In Gruppenübergreifenden Analysen bleiben diese Beziehungen auch erhalten, wenn man beide Datensätze für Alter, Body-Mass-Index und Gruppe kontrolliert (entorhinal: p<0.01; parahippokampal: p<0.004;siehe Abbildung 5).

Abbildung 5: Korrelationen zwischen dem rechten entorhinalen Kortexvolumen (a) sowie den parahippokampalen Regionen (b) und der Ausprägung der neuheitsbezogenen Gesundheitsperspektive (beachte: die Werte beziehen sich nur indirekt auf Jahresangaben, da sie altersgruppenkorrigierte Jahresspannen abbilden, je höher der Zahlenwert der x-Achse, desto „weiter“ ist der Gesundheitshorizont) über beide Gruppen, wobei die Varianz der Gruppe, des Alter und des Body-Mass-Index herauspartialisiert wurden

Interessanterweise ist die Neuheits- und Explorationsperspektive nicht mit Novelty-Seeking assoziiert. Keine der anderen Komponenten zeigten signitifkante Beziehungen zu Hirnstruktur.

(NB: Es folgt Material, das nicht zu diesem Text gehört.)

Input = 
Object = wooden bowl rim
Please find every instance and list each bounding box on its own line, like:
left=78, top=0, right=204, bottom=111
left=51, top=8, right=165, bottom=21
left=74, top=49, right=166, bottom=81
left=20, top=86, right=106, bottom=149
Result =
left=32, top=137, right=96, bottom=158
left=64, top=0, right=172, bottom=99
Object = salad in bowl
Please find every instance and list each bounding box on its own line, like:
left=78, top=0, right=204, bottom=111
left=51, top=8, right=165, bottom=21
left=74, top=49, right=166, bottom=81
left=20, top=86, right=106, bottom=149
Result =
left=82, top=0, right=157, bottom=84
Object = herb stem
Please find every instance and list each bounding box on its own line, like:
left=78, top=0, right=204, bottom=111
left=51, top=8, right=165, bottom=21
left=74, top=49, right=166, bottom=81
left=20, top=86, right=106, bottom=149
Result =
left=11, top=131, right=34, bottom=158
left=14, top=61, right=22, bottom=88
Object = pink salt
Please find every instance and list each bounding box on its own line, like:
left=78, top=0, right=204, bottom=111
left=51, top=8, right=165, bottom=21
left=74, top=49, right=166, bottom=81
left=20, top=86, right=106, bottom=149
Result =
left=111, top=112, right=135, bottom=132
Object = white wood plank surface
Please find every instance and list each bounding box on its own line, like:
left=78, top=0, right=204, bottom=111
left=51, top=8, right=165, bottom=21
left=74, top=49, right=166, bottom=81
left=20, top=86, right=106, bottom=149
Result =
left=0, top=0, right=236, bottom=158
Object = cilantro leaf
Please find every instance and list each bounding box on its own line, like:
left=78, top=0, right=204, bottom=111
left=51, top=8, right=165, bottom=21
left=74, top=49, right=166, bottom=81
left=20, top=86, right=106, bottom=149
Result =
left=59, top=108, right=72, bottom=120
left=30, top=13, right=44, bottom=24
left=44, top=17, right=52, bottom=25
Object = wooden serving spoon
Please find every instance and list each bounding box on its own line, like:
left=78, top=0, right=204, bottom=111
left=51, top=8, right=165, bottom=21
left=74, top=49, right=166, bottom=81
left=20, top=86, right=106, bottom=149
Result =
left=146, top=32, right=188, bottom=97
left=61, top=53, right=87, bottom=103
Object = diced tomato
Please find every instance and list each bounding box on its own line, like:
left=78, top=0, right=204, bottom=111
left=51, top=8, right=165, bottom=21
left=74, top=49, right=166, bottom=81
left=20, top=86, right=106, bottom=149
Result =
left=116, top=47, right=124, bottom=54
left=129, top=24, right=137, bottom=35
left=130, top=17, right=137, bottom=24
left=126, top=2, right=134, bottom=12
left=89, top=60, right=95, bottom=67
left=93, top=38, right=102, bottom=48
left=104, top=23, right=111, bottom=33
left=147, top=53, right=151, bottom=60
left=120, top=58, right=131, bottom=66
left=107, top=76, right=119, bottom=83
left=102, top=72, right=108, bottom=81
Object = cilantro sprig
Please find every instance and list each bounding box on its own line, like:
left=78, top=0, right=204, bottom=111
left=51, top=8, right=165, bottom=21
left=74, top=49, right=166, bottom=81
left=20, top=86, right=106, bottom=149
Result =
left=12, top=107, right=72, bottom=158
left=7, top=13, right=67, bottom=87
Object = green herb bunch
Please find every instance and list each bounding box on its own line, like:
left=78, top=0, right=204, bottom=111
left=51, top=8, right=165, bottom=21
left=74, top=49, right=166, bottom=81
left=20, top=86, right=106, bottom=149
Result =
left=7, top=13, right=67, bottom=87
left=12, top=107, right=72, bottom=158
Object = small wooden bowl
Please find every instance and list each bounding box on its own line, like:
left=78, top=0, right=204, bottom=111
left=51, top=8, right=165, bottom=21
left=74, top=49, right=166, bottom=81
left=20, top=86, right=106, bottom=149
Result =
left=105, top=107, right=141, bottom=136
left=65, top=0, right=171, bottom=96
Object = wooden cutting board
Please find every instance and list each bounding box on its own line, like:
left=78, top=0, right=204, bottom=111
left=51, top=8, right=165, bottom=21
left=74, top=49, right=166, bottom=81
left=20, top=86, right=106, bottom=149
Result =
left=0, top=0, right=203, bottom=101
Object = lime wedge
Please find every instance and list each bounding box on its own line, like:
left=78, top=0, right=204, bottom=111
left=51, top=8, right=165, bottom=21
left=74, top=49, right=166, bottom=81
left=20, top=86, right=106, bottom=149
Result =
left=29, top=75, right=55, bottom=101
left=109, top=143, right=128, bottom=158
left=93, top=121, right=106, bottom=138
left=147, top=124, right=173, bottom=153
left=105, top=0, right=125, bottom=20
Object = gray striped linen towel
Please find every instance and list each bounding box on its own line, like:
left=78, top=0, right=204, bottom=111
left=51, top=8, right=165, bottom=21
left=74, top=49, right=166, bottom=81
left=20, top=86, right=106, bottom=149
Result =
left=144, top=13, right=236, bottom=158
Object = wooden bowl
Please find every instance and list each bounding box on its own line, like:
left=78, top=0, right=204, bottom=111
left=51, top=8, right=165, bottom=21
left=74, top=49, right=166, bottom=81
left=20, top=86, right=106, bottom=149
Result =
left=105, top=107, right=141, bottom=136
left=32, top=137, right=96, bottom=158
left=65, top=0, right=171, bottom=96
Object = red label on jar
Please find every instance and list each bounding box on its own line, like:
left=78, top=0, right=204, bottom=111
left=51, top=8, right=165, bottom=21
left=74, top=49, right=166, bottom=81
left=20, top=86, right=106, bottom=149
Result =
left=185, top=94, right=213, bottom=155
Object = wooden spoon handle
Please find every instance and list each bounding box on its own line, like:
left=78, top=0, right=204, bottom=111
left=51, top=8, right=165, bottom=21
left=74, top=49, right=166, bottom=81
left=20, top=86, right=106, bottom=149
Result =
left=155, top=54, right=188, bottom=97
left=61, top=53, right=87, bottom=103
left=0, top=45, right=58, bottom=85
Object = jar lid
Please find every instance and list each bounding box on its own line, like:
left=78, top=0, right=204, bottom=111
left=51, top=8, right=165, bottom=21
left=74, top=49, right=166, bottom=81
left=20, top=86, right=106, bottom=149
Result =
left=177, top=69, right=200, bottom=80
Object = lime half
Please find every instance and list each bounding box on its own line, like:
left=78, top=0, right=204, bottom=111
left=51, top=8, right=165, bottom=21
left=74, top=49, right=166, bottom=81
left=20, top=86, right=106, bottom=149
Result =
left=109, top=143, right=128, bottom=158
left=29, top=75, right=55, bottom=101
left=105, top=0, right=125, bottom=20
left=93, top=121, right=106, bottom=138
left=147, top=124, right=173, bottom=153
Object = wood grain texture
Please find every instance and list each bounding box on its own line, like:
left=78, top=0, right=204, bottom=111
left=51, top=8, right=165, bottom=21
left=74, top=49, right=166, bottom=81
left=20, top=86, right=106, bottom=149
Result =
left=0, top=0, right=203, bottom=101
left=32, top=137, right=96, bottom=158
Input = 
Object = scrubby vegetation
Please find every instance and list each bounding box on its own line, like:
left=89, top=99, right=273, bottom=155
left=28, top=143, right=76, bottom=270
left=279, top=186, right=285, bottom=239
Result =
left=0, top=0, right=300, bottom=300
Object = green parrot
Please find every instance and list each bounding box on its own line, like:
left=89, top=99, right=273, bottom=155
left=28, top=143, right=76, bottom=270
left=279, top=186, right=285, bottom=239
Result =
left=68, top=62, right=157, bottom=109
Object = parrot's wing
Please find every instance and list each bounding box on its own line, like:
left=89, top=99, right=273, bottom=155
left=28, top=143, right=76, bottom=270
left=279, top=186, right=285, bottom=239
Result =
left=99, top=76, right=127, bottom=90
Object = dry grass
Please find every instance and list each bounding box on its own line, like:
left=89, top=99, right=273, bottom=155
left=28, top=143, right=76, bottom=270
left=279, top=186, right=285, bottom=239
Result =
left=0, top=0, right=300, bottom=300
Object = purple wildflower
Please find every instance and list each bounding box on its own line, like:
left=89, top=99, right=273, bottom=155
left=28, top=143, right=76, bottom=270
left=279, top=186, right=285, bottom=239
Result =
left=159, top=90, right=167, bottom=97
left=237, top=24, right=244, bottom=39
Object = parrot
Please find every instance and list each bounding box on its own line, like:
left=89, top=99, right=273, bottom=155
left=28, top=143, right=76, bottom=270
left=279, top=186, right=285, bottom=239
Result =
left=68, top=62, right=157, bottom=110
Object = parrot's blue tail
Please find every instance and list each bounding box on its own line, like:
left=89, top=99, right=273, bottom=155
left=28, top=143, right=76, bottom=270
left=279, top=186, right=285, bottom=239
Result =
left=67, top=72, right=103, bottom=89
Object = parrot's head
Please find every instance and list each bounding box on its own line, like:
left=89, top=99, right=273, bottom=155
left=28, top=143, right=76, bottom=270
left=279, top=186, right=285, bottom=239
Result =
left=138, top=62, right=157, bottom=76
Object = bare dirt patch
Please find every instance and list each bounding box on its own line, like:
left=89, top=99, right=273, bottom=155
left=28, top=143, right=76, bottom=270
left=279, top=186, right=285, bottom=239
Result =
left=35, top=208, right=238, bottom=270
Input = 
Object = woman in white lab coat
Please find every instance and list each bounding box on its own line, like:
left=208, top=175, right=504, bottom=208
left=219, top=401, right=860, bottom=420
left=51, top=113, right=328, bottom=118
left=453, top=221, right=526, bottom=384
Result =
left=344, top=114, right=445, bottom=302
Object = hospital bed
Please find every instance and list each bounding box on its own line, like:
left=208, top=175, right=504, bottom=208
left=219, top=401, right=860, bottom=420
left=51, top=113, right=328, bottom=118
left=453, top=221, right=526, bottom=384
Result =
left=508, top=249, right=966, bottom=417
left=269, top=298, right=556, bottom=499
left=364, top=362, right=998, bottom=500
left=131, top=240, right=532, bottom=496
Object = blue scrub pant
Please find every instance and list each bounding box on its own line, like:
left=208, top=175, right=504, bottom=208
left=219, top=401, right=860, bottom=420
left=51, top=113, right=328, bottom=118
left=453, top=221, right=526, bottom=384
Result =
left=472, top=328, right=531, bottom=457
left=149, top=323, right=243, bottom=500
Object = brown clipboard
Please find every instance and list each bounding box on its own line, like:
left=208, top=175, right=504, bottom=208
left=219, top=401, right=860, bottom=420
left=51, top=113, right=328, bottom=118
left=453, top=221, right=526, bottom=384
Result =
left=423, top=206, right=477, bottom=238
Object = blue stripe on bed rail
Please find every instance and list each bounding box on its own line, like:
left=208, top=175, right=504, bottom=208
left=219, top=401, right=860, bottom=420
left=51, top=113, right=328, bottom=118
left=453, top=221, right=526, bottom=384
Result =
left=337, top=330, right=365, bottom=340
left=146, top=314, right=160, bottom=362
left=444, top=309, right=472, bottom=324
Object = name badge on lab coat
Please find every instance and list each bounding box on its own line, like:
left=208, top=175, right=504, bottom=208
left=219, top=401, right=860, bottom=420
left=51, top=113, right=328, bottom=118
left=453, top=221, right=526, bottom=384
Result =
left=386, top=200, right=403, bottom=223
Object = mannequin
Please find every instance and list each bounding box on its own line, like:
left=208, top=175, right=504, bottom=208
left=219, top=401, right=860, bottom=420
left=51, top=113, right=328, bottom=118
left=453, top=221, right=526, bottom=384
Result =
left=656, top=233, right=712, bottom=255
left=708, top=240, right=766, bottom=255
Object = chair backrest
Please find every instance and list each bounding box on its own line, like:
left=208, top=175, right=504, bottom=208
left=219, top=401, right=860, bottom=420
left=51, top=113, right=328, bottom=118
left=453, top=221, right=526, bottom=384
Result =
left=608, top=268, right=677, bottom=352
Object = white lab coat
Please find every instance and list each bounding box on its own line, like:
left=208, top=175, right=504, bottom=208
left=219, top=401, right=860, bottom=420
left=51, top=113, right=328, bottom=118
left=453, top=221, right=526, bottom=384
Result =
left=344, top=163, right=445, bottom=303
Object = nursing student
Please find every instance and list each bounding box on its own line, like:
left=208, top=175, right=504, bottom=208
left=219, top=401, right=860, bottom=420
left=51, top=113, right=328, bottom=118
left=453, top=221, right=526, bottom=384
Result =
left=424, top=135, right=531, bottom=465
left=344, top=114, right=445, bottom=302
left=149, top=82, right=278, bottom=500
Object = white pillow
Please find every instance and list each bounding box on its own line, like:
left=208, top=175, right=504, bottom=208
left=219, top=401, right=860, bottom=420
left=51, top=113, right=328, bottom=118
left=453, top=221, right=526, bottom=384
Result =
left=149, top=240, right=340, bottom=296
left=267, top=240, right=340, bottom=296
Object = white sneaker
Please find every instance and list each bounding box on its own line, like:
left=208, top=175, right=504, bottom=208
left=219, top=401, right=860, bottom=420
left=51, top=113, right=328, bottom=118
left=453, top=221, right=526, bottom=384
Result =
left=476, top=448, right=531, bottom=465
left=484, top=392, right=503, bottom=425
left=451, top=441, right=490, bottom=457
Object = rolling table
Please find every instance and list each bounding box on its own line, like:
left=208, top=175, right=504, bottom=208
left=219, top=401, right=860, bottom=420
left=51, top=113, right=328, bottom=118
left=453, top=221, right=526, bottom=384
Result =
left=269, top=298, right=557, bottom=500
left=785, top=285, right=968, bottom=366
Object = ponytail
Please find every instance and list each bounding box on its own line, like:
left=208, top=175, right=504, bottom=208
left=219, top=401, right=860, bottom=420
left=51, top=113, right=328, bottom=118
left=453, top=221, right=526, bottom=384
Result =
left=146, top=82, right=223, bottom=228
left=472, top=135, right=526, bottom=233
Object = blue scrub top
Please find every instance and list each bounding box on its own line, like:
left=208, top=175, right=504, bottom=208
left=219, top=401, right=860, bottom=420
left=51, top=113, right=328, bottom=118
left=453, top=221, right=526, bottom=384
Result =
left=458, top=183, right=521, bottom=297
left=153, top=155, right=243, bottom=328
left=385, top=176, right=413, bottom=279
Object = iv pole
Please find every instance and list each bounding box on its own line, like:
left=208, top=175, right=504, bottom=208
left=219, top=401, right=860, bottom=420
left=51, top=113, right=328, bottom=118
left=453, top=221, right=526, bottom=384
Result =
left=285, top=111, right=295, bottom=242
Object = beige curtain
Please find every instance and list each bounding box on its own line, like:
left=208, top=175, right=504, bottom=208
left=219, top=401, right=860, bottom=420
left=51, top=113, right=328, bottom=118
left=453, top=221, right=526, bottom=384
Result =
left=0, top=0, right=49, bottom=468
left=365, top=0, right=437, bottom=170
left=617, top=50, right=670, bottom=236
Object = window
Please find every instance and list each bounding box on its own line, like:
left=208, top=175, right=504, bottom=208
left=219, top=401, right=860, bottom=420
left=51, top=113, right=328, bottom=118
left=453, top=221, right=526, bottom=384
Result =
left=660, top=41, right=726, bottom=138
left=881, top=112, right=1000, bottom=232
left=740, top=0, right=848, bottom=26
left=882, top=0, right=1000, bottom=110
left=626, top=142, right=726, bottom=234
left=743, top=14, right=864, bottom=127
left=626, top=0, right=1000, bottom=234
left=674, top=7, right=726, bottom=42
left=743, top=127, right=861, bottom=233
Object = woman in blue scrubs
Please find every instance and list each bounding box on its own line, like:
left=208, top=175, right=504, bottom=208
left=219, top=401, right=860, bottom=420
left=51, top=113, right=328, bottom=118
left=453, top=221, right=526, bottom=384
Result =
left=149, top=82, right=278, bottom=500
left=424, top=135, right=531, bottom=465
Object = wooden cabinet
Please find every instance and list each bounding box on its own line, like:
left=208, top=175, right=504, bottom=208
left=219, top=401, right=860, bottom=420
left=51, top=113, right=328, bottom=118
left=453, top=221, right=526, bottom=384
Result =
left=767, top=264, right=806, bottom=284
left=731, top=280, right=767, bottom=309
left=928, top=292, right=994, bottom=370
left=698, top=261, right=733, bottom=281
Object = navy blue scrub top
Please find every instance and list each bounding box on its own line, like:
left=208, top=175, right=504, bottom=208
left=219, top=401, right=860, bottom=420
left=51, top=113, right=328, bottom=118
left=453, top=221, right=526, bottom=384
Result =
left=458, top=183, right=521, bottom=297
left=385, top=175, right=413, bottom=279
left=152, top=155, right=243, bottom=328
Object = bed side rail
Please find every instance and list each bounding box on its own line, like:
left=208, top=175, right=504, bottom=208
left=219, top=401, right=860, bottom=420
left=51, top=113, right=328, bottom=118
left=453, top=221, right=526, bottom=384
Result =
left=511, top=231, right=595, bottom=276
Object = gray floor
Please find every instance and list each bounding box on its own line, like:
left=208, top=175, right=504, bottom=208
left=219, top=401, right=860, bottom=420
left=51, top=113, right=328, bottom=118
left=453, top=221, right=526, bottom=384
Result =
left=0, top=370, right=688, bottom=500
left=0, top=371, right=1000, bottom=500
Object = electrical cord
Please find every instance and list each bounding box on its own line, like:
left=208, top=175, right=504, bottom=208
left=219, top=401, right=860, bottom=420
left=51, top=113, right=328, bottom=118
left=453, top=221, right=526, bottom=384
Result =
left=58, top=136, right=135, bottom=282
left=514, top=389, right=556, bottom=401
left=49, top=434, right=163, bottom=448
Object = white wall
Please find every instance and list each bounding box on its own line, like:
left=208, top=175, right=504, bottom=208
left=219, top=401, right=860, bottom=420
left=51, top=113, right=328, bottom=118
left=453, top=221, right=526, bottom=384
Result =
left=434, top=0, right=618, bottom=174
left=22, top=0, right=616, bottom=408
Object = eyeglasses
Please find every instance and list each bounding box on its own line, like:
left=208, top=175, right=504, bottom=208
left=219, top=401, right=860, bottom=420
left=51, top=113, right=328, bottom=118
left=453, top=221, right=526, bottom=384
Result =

Diese ersten Resultate deuten darauf hin, dass die Integrität des entorhinalen Kortex und parahippokampalen Regionen mit der subjektiven Zukunftsperspektive, neuheits-bezogenes Verhalten in seinen Alltag einzubinden, assoziiert sind. Interessanterweise zeigt diese Komponente im Alter den „engsten“ Zeithorizont, im Vergleich zu den anderen Komponenten.

Die Integrität dieser Regionen scheinen zu bestimmen, wie viel Neuheit wir uns im höheren Alter zuwenden / erfahren. Des weiteren scheinen die neuheitsrelevanten Perspektiven des SHH-Fragebogens sensitiv für die Integrität der Hirnareale zu sein, die bei der Alzheimer Erkrankung schon sehr früh betroffen sind.
Im nächsten Schritt werde ich auch untersuchen, inwieweit zusätzlich erhobene Variablen mit dem von mir entwickelten SHH-Fragebogen in Zusammenhang stehen (z.B. Optimismus, Neugier, andere Zukunftsperspektiven).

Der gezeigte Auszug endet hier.